The Effect of Single Doses of the Motilin Receptor Agonist GSK962040 in Type I Diabetic Patients With Gastroparesis

Lead Sponsor:

GlaxoSmithKline

Conditions:

Gastroparesis

Eligibility:

All Genders

18-70 years

Phase:

PHASE2

Brief Summary

The purpose of this study is to assess the pharmacodynamic effects (gastric emptying), safety, tolerability, and pharmacokinetics of single doses of GSK962040 in Type 1 diabetic patients with gastropa...

Eligibility Criteria

Inclusion

  • Controlled Type 1 Diabetes Mellitus (glucose \< 250 mg/dL) with onset \< 30 years of age.
  • Male or female between 18 and 70 years of age, inclusive.
  • Patient has documented diagnosis of moderate to severe gastroparesis (\> 30% at 2 h as determined by scintigraphy; or t1/2b \> 109 min as determined by 13C-octanoic acid breath test). All of the following apply:
  • Confirmed delayed gastric emptying (properly conducted gastric emptying assessments within last 6 months acceptable) AND a minimum 3 month history of relevant symptoms for gastroparesis (e.g., chronic postprandial fullness, postprandial nausea, vomiting)
  • A female patient is eligible to participate if she is of:
  • Non-childbearing potential
  • Child-bearing potential and agrees to use contraception for at least 4 days following the last dose of study medication.
  • Male patients must agree to use contraception from the time of the first dose of study medication through at least 4 days after the last dose of study medication.
  • Body weight ≤110 kg and BMI \< 32.0 kg/m2 (inclusive).
  • Patient has never had a gastrectomy, nor major gastric surgical procedure or any evidence of bowel obstruction within the previous 12 months
  • Dosage of any concomitant medications has been stable for at least 3 weeks, except for routine adjustments in daily insulin treatments
  • HbA1c level is ≤ 10.0%
  • Calculated creatinine clearance \> or equal to 50 ml/min
  • QTcB or QTcF \< 450 msec or QTc\<480msec in patients with Bundle Branch Block based on single or average QTc value of triplicate values obtained over a brief recording period.
  • AST, ALT, alkaline phosphatase and bilirubin ≤ 1.5xULN (isolated bilirubin \>1.5xULN is acceptable if bilirubin is fractionated and direct bilirubin \<35%)
  • Capable of giving written informed consent, which includes compliance with the requirements and restrictions listed in the consent form.

Exclusion

  • Patient has acute severe gastroenteritis
  • Patient has a gastric pacemaker
  • Patient is on chronic parenteral feeding
  • Patient has daily persistent severe vomiting
  • Patient has pronounced dehydration
  • Patient has had clinical diabetic ketoacidosis in last 4 weeks
  • Patient has a history of eating disorders (anorexia nervosa, binge eating, bulimia)
  • Use of medications potentially influencing upper gastrointestinal motility or appetite within one week of the study (e.g., prokinetic drugs, macrolide antibiotics (erythromycin))
  • Patient is taking opiates.
  • Use of prohibited medications listed in Section 9.2 within the restricted timeframe relative to the first dose of study medication.
  • History or presence of clinically significant gastro-intestinal, hepatic or renal disease or other condition known to interfere with the absorption, distribution, metabolism or excretion of drugs.
  • Presence of thyroid dysfunction (NOTE: patients with abnormal TSH at screening/baseline are not eligible.

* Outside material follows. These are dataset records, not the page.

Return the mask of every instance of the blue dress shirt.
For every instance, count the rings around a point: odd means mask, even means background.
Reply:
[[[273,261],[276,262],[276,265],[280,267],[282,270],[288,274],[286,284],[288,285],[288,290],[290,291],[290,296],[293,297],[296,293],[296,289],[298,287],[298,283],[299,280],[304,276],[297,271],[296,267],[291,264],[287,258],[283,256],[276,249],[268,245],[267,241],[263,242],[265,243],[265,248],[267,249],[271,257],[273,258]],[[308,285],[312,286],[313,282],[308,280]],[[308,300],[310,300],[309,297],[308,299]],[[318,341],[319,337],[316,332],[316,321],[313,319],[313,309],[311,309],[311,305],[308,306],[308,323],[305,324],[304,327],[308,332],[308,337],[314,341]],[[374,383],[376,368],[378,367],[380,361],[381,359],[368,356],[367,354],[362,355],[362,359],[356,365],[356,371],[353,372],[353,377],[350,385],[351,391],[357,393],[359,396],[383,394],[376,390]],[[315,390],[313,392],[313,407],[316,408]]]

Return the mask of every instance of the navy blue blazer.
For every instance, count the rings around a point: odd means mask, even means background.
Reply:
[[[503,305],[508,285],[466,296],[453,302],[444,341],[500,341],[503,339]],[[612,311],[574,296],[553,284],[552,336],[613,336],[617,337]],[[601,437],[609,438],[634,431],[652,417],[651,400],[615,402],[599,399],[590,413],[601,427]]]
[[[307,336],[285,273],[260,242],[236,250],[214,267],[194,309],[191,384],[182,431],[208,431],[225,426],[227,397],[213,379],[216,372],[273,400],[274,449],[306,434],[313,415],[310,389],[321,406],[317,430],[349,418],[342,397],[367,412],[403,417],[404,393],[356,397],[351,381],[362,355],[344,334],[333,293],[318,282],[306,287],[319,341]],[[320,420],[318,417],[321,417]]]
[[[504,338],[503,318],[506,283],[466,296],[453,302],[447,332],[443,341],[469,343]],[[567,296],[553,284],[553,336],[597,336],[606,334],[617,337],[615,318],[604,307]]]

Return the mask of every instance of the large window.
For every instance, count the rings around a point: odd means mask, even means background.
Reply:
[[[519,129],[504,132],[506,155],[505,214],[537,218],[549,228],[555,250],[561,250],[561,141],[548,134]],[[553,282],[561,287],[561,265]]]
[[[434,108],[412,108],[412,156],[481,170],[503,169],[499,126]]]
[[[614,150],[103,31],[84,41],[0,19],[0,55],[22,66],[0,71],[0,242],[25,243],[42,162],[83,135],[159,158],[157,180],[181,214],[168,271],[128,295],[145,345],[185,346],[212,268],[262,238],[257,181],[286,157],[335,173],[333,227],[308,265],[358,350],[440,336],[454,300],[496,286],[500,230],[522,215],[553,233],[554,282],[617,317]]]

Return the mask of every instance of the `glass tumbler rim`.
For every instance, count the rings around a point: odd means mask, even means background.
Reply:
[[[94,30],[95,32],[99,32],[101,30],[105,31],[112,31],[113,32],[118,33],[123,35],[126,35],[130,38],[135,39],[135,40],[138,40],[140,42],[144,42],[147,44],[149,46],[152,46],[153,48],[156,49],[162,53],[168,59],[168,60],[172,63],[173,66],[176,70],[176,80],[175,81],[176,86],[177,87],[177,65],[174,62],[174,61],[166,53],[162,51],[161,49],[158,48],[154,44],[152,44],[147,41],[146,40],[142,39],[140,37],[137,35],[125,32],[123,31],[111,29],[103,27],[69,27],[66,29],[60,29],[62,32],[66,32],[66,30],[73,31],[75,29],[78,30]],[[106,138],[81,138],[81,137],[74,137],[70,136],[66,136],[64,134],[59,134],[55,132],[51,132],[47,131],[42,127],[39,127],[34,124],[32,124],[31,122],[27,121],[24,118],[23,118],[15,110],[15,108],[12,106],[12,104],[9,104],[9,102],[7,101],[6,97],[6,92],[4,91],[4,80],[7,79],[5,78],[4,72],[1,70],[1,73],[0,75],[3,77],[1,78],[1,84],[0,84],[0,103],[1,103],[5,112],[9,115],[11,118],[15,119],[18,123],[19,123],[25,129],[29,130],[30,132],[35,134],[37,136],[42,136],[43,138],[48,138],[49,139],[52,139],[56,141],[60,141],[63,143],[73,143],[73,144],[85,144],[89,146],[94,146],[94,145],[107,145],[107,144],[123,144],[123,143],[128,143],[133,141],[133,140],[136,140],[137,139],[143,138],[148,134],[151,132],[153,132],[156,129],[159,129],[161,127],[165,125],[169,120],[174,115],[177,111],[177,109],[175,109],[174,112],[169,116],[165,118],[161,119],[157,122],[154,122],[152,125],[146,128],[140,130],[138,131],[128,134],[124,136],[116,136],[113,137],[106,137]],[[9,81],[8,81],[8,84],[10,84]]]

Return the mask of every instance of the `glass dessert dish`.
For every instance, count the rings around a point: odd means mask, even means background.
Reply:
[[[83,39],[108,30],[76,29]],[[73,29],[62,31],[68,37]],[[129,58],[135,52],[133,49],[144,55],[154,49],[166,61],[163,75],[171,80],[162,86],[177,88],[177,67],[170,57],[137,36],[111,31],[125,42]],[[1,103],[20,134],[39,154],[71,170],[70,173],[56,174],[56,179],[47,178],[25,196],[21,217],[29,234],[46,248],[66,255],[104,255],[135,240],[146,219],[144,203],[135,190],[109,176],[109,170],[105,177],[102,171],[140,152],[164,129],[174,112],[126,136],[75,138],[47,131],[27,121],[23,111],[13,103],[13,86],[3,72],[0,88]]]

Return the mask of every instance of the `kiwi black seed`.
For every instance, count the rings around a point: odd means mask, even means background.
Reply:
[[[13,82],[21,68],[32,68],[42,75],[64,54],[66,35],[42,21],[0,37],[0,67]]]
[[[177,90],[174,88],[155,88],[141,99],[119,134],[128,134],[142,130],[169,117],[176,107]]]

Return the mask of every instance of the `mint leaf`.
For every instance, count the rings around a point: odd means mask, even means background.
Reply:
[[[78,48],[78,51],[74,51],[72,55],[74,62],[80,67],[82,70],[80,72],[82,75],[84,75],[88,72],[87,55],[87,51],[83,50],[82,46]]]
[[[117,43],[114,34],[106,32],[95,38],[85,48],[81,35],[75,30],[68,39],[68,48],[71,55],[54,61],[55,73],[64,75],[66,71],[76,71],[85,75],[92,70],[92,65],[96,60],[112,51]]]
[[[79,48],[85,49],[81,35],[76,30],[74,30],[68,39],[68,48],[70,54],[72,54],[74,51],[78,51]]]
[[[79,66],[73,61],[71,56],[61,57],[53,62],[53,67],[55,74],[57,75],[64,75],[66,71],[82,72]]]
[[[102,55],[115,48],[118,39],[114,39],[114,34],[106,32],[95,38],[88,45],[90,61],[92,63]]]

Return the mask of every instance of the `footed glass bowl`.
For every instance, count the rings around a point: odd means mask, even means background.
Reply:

Patients with a history of hypothyroidism on a stable dose of thyroid replacement therapy are eligible to participate in the study).
  • The patient has participated in a clinical trial and has received an investigational product within the following time period prior to the first dosing day in the current study: 30 days, 5 half-lives or twice the duration of the biological effect of the investigational product (whichever is longer).
  • History of sensitivity to any of the study medications, or components thereof or a history of drug or other allergy that, in the opinion of the investigator or GSK Medical Monitor, contraindicates their participation.
  • Where participation in the study would result in donation of blood or blood products in excess of 500 mL within a 56 day period.
  • Pregnant females as determined by positive serum or urine hCG test (from the first urine of the day) at screening or prior to dosing.
  • Lactating or pregnant females.
  • Unwillingness or inability to follow the procedures outlined in the protocol.
  • Patients deemed unable to comply with the procedures outlined in the protocol may be excluded at the Investigator's discretion.
  • For male volunteers: An unwillingness of the male patient to comply with the contraception requirements listed in Section 8.1, from the time of the first dose of study medication until at least 4 days following administration of the last dose of study medication.
  • A positive pre-study Hepatitis B surface antigen or positive Hepatitis C antibody result within 3 months of screening.

Key Trial Info

Start Date :

June 1 2009

Trial Type :

INTERVENTIONAL

Allocation :

ACTUAL

End Date :

November 1 2010

Estimated Enrollment :

11 Patients enrolled

Trial Details

Trial ID

NCT00861809

Start Date

June 1 2009

End Date

November 1 2010

Last Update

January 30 2017

Active Locations (2)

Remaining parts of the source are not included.